London’s Burning: The English Riots and the shape of future things to come

We are re-publishing the recent article by members of the Irish anarchist organization, Workers Solidarity Movement. It is the most comprehensive analysis of the dramatic events that swept over England during the early weeks of August – events that still are very much in motion and look to shape the future of English social politics.

We find the riots – their cause, their expression, and the State response – of specific interest to us over here on the other side of the Atlantic. In today’s globalized world, capitalist relations, communication, culture, immigration are all creating commonalities between our localities that formerly seemed so far a part.

Core capitalist zones are undergoing a process of hollowing out where once there was concentrated industry, shipping, and commerce,  we are now faced with a social reality defined by  mass and multi-generational unemployment, cuts in state social assistance programs, structural racism and class inequalities, and the fraying of any working class social, family and community codes and structures. All this has given rise to new classes of the working class and poor whose cohesion is based on social abandonment and permanent exclusion.

The riots of England may be a further defining of the emerging terrain of our social reality – both the restructuring of, and the varied character of the forms of resistance to, class society. Fragmented and often contradictory this popular resistance simultaneously contains collective and potentially liberatory elements as well as elements that reflect irrational and reactionary capitalist consciousness:  egoism, selfishness, and anti-social criminality. Even while attacking the System we see a dual character of the popular unrest playing out in an intra class struggle, the positive currents attempting to define a course against the destructive and dystopian ones.

But if capitalism is creating generalized outcomes there must be revolutionary alternatives themselves generalized that link together the varied forces into a viable challenge to the System itself.

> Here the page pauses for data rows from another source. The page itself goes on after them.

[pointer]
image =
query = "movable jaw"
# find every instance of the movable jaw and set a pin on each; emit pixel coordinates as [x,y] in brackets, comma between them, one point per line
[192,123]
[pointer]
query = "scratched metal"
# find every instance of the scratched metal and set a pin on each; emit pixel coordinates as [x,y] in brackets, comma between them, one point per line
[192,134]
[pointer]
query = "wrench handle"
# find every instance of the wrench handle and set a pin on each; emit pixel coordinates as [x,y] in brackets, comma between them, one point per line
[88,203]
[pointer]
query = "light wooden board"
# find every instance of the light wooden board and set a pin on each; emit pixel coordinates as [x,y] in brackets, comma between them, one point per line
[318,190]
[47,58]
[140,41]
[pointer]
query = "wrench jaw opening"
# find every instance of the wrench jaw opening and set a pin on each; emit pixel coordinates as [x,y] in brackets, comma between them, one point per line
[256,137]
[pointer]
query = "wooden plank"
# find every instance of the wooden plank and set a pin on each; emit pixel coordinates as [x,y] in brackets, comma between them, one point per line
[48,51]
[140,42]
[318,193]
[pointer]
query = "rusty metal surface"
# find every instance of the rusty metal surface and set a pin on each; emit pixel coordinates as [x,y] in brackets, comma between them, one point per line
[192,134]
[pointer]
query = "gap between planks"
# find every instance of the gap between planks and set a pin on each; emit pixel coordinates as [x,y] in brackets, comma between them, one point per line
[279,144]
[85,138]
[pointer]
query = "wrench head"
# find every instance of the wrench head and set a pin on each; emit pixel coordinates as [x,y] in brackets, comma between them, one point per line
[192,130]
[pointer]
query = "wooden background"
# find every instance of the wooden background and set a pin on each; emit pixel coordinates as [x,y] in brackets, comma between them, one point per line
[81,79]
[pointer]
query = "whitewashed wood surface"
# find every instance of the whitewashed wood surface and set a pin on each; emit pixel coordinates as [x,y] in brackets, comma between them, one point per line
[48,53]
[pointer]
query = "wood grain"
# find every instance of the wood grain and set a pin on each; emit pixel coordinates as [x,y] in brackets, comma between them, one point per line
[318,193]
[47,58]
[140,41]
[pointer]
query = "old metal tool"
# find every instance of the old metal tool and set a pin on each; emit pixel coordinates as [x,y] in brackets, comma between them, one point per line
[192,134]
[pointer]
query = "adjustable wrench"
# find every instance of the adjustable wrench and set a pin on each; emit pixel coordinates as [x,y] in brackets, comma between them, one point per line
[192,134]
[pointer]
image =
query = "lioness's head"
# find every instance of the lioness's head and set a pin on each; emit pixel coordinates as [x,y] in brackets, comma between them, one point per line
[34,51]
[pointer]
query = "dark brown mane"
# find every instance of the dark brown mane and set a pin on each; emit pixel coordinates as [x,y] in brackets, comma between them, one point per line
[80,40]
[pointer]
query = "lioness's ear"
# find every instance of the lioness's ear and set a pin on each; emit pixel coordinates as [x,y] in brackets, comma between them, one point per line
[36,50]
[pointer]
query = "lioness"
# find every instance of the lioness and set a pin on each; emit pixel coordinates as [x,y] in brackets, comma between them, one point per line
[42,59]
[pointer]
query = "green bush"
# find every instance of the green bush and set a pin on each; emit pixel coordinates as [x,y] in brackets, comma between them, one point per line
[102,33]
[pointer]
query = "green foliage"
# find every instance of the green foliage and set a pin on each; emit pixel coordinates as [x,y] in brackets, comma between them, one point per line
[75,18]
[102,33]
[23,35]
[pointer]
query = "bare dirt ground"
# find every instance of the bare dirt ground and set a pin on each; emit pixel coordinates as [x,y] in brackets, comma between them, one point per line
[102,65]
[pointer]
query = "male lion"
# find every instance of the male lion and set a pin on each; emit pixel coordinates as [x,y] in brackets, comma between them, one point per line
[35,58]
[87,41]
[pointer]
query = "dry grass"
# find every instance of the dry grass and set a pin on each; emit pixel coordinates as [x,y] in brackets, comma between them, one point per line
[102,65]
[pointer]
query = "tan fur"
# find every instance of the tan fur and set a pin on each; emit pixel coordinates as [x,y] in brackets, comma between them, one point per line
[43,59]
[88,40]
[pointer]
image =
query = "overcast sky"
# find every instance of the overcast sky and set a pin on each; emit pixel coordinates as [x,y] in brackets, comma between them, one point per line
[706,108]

If the English riots further demonstrate in a short, sharp, shock the secular faults within the authoritarian and capitalist society, then identifying both the activity and the openings in consciousness that allow for a radical re-questioning of what works, what doesn’t, and what has to change is an essential task.

The riots themselves and the spontaneous forms of resistance and organization all represent facets of organization; from coordinated attacks on cops, to mass shoplifting, the emergence of community self-defense associations, multiracial anti-racist and anti-fascist street mobilizations to counter attacks by far-Right groups like the BNP and EDL that themselves were semi-spontaneous developments. Whether we agree with it all or not, these all represent levels of self-activity and organization as a direct response to a temporary breakdown in the Systems control.

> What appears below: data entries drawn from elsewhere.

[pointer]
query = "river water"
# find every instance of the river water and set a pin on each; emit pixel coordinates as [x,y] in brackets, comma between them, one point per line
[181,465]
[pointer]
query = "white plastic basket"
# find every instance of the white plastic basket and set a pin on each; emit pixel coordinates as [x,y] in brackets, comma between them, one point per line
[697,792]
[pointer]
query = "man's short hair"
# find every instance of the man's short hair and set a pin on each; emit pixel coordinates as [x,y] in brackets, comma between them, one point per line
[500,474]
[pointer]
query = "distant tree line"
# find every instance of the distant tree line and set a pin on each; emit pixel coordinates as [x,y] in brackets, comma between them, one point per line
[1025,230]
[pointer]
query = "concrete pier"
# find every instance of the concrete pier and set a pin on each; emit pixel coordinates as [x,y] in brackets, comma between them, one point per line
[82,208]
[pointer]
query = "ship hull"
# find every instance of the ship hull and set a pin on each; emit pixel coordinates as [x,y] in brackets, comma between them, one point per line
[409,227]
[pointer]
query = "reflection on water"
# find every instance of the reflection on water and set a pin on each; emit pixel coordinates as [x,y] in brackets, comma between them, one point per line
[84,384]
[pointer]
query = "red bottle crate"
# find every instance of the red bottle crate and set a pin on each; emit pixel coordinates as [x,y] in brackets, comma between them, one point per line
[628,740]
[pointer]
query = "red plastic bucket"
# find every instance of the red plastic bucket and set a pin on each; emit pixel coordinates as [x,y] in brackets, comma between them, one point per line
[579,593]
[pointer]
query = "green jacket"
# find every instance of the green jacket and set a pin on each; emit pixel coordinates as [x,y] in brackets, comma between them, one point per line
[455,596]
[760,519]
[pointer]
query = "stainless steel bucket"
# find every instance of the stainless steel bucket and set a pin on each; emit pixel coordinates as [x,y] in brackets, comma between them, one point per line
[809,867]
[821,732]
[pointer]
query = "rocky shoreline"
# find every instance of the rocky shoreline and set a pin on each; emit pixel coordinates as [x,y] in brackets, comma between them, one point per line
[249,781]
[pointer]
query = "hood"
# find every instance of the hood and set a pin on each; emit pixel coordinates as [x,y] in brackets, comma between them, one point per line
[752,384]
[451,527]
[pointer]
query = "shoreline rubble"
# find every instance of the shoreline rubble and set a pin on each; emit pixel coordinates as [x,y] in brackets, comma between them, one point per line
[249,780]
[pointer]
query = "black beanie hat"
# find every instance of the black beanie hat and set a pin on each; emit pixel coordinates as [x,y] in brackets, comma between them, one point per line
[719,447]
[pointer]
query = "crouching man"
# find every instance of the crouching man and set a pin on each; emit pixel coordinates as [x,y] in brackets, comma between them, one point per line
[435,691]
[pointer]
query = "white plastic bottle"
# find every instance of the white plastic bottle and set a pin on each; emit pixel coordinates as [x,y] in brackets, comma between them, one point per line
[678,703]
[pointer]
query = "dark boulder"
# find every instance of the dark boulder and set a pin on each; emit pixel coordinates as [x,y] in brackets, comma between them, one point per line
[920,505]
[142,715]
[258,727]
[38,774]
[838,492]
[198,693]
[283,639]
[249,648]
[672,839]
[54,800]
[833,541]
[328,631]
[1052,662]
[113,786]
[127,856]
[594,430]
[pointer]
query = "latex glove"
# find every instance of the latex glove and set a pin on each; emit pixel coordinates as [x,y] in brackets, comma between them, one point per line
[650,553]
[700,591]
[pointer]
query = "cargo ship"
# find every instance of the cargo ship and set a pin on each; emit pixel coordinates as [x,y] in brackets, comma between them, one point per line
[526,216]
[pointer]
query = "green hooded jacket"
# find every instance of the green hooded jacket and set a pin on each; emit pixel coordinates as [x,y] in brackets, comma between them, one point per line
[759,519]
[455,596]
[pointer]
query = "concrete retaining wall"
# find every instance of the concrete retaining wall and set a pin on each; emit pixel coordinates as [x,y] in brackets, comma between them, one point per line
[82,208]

This is why the riots across England relate and resonate with us here in the United States. We feel that there does exist shared commonalities and in the cities we live and organize in, the upsurges that lit up in over a dozen cities across the country in less than 48 hours, could and will happen here. North London is Oakland, California. Manchester, Liverpool, and Birmingham are Chicago, New Orleans, and Detroit.

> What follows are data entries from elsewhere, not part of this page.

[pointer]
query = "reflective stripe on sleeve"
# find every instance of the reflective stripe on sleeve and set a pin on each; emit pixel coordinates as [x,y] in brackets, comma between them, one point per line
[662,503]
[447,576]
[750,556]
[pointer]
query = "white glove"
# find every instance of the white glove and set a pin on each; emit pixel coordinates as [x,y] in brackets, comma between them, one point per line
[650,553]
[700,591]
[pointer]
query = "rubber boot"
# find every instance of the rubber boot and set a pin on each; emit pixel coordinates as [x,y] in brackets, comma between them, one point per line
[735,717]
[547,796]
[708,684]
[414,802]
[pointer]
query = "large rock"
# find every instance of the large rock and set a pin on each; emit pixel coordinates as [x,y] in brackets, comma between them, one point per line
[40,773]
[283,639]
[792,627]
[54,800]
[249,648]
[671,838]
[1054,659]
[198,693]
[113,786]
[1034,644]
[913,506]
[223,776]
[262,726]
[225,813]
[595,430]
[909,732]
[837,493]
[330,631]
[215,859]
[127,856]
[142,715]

The riots started with the police murder of an afro-Caribbean man, Mark Duggan. Duggan’s death lead to protest, which after police reportedly attacked a woman in the justice march, sparked off the unrest. Even this police murder seems like the likely situation to spark of unrest here.

If we have one criticism of the WSM article it is that it spends to little time on what anarchist and revolutionary activity and intervention looked like and or could be and what perhaps a revolutionary working-class program with demands to win via struggle might look like. During the later period of the riots and since, there have been reports of organized community assemblies aimed at creating an open, directly democratic forum for discussion within those communities that saw intense conflict. These small attempts are worth looking at and possibly identifying as forms to emulate.

We thank the WSM for their work at drafting this analysis and hope that it contributes to a deepening of our collective understanding of our common future. We also encourage readers to comment here at our site or at the WSM initiated international Anarkismo site.

Excerpt from article, London burns – causes & consequences of the riots – an anarchist perspective

“The police killing of Mark Duggan resulted in four nights of rioting across England. The immediate trigger was the killing itself, and the disrespect shown by the police to Mark’s family and friends. But the riots rapidly broadened to expressions of a more general anger and alienation; an anger that was all too often unfocused and striking out at the nearest target of opportunity. This resulted in widespread destruction of resources in already deprived neighborhoods and some anti-social attacks on bystanders. Despite this, the roots of the riots lie in the economic and political conditions of these districts, and not in ‘poor parenting’ or ‘mindless criminality’. These conditions were created by the very politicians and business elite who now call for a return to normality and repression.

The riots happened at a particular moment, a moment when capitalism is in deep crisis. Indeed the riots occurred at the same time as yet another crash in global markets. The two competed with each other to be the lead story on the news. This is not a coincidence; the crash, and the cuts unleashed to impose it’s costs on ordinary people, mean not only rocketing unemployment but also the slashing of public services. And while the focus is on the estimated £200 million of destruction caused by the rioting, this pales into insignificance in comparison with the huge destruction of wealth taking place on the stock exchanges.”